As Typhoon Doksuri approaches, dark clouds gather over the sky of Shanghai on July 26, 2023. Photo: IC
Provide an alternativeIn July last year, the China Meteorological Administration issued a work plan aiming to accelerate the construction of artificial intelligence meteorological application technology system. The plan specifies that by 2025, a roadmap for artificial intelligence meteorological application development will be established and that by 2030, the development level of artificial intelligence meteorological applications will be at the forefront of the world.
Due to its own limitations and the uncertainty of weather, the traditional model of weather forecast still cannot meet the diverse and growing needs of today's users; whilst data-driven AI methods provide very useful tools to bridge this gap, Dai Kan, deputy head of China's National Meteorological Center told the Global Times in a previous interview.
Local governments in China have already started exploring various ways of using artificial intelligence in weather forecasting.
Currently, the Guangdong Provincial Meteorological Bureau has gained good results in short-term precipitation forecasting based on deep learning using the Alibaba platform. The Beijing Municipal Meteorological Bureau has also applied machine learning methods to temperature forecasting. The Fujian Provincial Meteorological Bureau has promoted the application of machine learning-based objective correction methods for precipitation elements in multiple provincial meteorological bureaus.

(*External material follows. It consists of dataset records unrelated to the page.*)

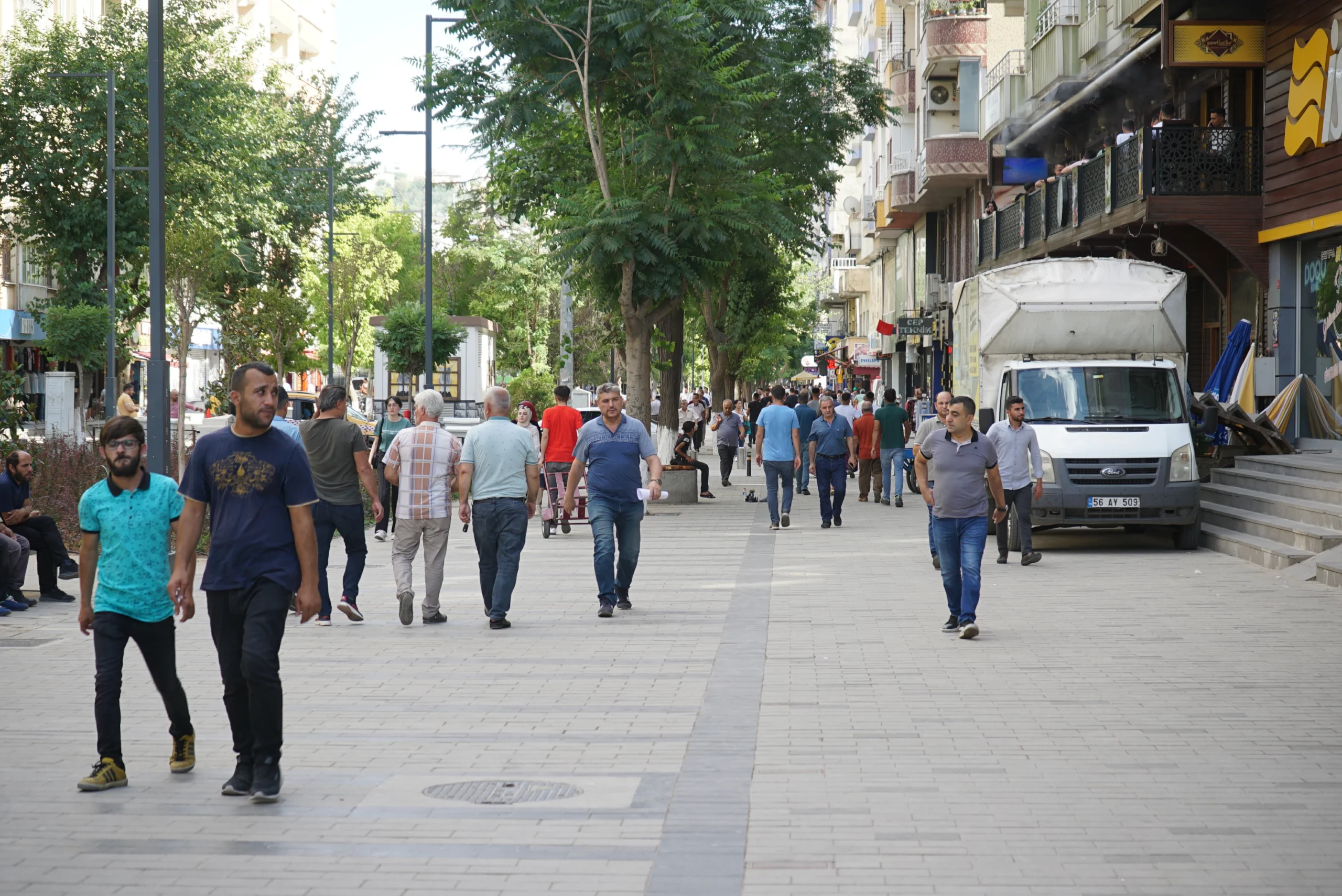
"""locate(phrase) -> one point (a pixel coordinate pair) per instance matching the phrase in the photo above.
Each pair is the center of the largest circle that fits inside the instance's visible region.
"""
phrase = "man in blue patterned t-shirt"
(126, 521)
(610, 450)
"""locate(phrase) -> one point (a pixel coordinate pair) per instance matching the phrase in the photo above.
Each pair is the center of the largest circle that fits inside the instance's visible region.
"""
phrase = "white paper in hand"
(645, 494)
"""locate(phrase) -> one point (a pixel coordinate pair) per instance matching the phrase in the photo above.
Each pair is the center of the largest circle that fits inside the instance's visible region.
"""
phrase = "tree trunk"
(672, 327)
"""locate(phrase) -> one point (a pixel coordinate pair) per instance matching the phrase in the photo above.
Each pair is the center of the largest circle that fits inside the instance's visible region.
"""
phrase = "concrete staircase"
(1275, 511)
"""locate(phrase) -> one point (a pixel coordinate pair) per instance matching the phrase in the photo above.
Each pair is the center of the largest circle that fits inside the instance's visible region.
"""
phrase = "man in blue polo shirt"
(610, 450)
(126, 521)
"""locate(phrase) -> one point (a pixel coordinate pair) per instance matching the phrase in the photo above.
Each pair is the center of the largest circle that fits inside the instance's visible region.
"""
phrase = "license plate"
(1113, 502)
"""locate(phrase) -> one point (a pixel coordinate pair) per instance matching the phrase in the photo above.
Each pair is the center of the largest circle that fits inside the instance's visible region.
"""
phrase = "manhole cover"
(502, 793)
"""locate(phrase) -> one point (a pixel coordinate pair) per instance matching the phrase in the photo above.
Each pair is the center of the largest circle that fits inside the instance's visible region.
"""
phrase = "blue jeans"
(831, 471)
(611, 521)
(500, 528)
(347, 519)
(773, 471)
(960, 544)
(893, 471)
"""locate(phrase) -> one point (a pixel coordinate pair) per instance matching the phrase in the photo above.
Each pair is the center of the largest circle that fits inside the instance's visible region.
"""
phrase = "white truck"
(1097, 349)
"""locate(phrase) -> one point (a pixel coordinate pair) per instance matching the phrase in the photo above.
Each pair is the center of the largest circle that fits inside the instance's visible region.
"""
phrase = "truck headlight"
(1182, 464)
(1048, 466)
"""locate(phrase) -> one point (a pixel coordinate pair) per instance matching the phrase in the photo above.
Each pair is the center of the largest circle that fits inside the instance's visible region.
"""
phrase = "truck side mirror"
(1211, 420)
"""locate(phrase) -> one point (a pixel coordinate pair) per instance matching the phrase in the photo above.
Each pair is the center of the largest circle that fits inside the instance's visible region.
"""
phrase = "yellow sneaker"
(183, 754)
(106, 774)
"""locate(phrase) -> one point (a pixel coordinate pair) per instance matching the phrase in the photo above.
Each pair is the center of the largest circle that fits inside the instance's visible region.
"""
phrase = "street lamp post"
(331, 264)
(428, 191)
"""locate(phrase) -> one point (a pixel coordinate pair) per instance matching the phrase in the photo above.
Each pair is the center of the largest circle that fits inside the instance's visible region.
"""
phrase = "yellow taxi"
(302, 406)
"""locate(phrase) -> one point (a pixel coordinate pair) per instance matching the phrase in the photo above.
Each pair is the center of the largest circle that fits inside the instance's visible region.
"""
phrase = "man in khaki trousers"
(422, 463)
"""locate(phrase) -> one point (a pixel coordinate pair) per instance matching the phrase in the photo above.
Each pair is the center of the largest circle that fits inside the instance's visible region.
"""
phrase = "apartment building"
(296, 34)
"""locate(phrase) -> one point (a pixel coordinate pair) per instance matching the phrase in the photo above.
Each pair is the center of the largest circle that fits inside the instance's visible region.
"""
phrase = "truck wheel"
(1188, 538)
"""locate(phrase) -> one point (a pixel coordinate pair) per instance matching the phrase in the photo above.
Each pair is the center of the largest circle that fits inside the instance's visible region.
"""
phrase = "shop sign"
(917, 326)
(1314, 100)
(1218, 45)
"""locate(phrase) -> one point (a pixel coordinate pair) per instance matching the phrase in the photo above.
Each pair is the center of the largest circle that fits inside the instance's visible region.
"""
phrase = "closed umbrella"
(1221, 381)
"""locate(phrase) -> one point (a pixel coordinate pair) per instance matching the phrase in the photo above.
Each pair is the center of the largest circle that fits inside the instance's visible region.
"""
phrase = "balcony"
(1185, 161)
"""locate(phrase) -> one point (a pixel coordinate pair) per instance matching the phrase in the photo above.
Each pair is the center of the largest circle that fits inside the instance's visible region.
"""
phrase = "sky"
(375, 39)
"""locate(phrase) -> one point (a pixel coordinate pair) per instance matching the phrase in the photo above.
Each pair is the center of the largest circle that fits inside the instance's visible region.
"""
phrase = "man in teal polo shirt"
(501, 471)
(126, 519)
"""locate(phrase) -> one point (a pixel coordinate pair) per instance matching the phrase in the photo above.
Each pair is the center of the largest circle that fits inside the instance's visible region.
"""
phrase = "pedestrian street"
(779, 714)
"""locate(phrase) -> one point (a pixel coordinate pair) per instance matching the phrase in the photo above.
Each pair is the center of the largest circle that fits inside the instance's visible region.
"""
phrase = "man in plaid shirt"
(422, 463)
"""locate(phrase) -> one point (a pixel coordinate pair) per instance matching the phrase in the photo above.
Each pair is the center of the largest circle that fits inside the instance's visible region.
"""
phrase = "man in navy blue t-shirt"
(610, 450)
(262, 550)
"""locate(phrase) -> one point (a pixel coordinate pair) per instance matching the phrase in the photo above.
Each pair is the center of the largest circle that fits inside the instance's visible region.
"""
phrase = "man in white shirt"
(1018, 456)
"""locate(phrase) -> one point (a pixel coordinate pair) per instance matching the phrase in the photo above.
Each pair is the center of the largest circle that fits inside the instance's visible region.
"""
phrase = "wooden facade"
(1295, 188)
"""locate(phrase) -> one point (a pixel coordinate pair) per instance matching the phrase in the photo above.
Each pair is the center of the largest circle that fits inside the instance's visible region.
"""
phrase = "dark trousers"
(1023, 498)
(831, 471)
(347, 519)
(247, 626)
(45, 541)
(727, 461)
(500, 526)
(387, 493)
(156, 643)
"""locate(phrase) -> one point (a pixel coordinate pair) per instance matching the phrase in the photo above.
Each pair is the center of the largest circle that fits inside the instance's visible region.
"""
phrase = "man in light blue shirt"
(501, 471)
(779, 451)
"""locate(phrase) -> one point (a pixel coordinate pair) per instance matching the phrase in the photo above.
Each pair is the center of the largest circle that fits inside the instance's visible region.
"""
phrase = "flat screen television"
(1024, 171)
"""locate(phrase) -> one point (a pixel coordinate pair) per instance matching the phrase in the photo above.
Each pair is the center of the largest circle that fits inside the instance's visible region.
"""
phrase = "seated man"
(681, 456)
(44, 537)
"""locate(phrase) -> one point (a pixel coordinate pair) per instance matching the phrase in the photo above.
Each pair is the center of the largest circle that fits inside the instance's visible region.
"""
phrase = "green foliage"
(535, 387)
(77, 333)
(402, 337)
(501, 272)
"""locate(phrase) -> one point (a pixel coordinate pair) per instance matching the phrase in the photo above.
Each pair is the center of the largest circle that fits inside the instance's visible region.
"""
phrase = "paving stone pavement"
(777, 715)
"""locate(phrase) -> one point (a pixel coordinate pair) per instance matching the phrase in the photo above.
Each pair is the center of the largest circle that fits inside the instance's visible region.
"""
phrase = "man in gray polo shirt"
(925, 431)
(960, 507)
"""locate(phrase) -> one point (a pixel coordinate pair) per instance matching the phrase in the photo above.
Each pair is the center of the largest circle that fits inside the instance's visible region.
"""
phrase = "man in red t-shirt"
(559, 434)
(869, 452)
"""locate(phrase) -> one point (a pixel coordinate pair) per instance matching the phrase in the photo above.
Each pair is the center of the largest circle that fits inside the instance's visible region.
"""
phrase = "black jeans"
(157, 644)
(45, 540)
(247, 626)
(500, 525)
(1023, 498)
(727, 459)
(347, 519)
(387, 493)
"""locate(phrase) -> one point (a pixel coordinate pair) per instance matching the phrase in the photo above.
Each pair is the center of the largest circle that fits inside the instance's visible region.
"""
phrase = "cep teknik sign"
(1314, 102)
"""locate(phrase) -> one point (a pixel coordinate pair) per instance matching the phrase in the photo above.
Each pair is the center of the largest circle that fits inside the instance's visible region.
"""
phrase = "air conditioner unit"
(943, 96)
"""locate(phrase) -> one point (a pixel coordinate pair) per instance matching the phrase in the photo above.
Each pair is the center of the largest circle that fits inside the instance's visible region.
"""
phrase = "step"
(1273, 483)
(1252, 549)
(1287, 531)
(1317, 513)
(1300, 466)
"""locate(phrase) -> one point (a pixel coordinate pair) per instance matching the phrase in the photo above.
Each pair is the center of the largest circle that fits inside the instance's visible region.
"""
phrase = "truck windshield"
(1101, 395)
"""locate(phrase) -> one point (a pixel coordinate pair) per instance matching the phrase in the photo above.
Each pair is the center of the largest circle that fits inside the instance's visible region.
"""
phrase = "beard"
(124, 466)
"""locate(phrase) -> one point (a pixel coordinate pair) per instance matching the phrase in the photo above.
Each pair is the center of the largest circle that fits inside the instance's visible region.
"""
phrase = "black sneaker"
(241, 784)
(266, 780)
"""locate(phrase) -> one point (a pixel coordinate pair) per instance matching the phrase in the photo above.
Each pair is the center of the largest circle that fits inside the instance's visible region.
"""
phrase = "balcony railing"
(1170, 161)
(943, 8)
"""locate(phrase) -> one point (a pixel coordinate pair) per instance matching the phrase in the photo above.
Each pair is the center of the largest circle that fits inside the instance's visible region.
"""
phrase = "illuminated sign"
(1314, 101)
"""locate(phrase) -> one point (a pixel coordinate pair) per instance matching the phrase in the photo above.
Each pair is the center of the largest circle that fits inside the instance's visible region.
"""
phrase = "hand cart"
(554, 514)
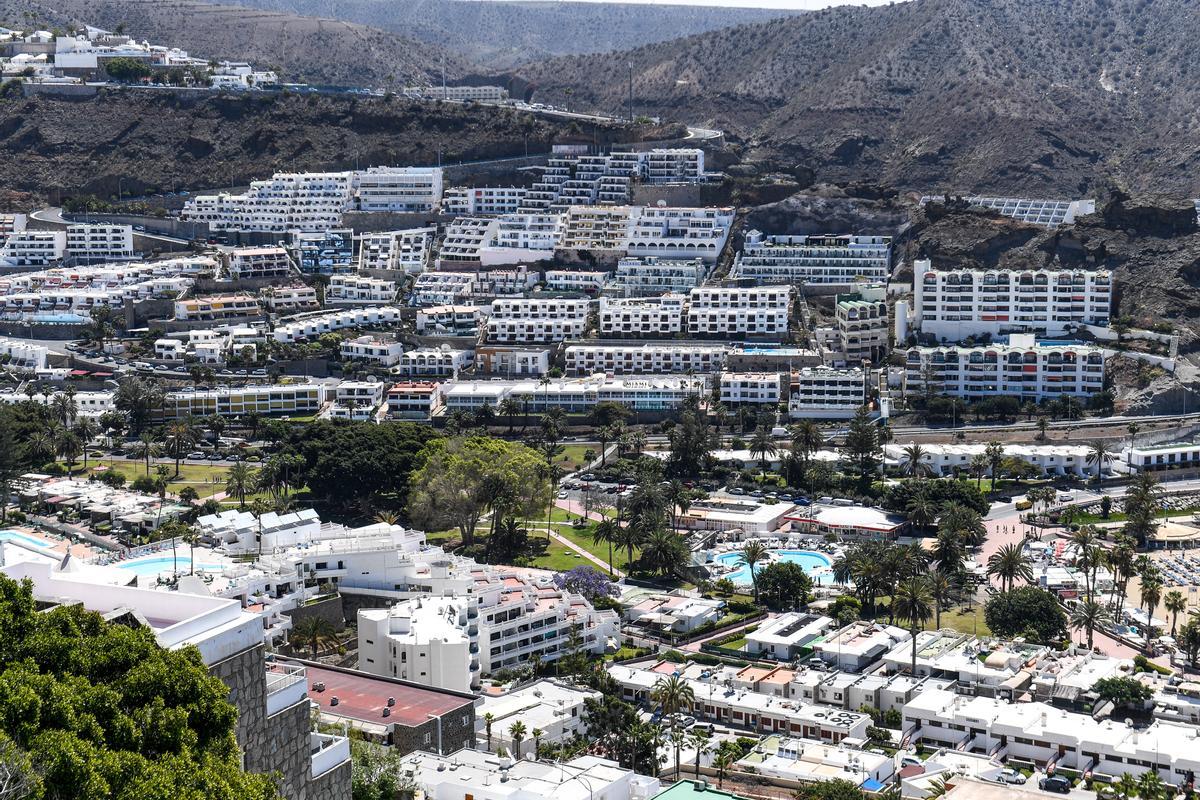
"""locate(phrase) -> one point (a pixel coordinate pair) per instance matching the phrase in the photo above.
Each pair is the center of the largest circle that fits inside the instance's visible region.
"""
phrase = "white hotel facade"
(825, 259)
(723, 311)
(952, 305)
(1023, 368)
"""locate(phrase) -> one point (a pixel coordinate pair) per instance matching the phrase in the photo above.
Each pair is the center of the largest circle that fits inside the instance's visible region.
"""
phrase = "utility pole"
(630, 92)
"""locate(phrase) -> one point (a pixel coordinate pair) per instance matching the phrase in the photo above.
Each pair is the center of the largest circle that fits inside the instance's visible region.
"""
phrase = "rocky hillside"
(301, 48)
(501, 35)
(1047, 97)
(160, 142)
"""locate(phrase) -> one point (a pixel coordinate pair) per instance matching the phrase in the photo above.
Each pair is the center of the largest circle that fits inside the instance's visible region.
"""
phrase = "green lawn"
(205, 479)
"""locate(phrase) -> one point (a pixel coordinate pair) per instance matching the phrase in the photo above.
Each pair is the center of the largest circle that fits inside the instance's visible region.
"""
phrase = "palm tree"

However, scientists believe there is still room for training artificial intelligence to improve their weather forecasting abilities.
Dai noted that the current AI technology is mainly focused on short-term weather forecasting, but there is still a lack of support for the entire chain of weather forecasting business, including data quality control and multi-disaster weather early warning capabilities.
Moreover, the field is dominated by professionals with backgrounds in atmospheric science, yet scientists with backgrounds in statistics, computer science and big data mining are also needed to provide more comprehensive translation of the data, he said.